The risk of use of nuclear weapons among the great powers is greater today than since the height of the Cold War. Growing political-military competition has increased the possibility of a U.S.- Russian or U.S.-Chinese military conflict. Any such conflict would carry with it the danger of escalation across the nuclear threshold, most probably driven by misinterpretation and miscalculation.
Concerns about this risk have focused renewed attention among officials, experts, and civil society on the 1985 statement by U.S. President Ronald Reagan and Soviet leader Mikhail Gorbachev that “a nuclear war cannot be won and must never be fought.”
Whether or not nuclear-weapon states should endorse what came to be known as the Reagan-Gorbachev Principle, or make some other equally compelling commitment to avoiding use of nuclear weapons, almost certainly will be part of the debate at the upcoming 2020 Nuclear Nonproliferation Treaty (NPT) Review Conference.
Since the United States dropped two atomic bombs to end World War II in 1945, the subsequent nonuse of nuclear weapons is one of the more perplexing, if positive, phenomena of the past 75 years. This tradition, or what some prefer to consider to be a taboo or norm, has persisted despite the existence of a number of unfavorable conditions, from the demonstrated technical effectiveness of the weapon to the centrality of nuclear weapons in the deterrence strategies, military doctrines, and operational war plans of a growing number of states. Although the strength and vitality of the tradition of nuclear nonuse has fluctuated over time, the very fact of decade after decade of nonuse has steadily strengthened the norm.[…]

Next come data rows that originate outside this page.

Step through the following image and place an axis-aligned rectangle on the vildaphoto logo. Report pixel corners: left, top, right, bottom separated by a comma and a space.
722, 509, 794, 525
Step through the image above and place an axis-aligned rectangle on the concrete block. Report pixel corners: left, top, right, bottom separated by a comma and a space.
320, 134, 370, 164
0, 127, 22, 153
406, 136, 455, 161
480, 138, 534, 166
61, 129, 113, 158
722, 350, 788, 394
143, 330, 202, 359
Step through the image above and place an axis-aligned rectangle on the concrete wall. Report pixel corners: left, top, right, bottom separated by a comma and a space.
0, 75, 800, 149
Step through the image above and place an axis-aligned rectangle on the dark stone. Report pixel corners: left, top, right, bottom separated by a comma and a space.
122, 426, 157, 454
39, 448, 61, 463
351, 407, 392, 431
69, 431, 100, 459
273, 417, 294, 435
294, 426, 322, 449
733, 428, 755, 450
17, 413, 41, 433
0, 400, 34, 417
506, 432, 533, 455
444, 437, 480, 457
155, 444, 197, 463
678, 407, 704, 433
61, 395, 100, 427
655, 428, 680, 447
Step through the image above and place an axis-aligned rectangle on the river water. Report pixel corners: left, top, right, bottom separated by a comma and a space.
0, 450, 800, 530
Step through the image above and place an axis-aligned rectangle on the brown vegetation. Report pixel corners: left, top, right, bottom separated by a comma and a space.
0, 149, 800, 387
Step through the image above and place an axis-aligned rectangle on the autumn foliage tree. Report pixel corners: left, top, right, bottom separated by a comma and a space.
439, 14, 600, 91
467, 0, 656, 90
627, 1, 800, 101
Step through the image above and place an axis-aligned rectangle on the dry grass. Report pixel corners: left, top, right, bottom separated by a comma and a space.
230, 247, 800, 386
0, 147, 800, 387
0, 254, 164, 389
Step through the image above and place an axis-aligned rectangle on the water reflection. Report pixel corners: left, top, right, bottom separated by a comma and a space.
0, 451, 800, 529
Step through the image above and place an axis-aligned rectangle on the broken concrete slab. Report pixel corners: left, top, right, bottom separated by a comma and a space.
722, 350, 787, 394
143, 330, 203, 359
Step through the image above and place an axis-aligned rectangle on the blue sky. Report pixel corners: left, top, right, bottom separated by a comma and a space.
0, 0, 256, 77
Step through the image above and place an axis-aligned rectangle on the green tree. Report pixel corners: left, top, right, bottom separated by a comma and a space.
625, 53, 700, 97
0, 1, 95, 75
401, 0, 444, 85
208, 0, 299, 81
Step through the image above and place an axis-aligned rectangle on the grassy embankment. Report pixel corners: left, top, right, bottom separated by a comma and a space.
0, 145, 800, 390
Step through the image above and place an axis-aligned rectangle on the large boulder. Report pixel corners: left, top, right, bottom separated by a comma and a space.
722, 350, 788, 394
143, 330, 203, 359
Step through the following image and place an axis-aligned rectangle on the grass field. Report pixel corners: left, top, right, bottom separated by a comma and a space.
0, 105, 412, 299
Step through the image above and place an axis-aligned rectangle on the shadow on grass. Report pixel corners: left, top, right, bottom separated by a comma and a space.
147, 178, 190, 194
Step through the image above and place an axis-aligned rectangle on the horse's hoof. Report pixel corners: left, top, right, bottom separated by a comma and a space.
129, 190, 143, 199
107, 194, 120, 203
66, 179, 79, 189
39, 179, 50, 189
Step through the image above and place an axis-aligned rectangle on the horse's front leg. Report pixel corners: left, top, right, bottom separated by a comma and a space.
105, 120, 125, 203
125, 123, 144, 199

This recognition of the risks of nuclear use was sustained in the 1960s and 1970s across both Republican and Democratic administrations, but it appeared to be in jeopardy when Reagan arrived in the White House in 1981. Some of his early comments about the potential for limiting the escalation of a war involving tactical nuclear weapons prompted Soviet leader Leonid Brezhnev to declare in October 1981 that “it is dangerous madness to try to defeat each other in the arms race and to count on victory in nuclear war.” Brezhnev added that “only he who has decided to commit suicide can start a nuclear war in the hope of emerging a victor.”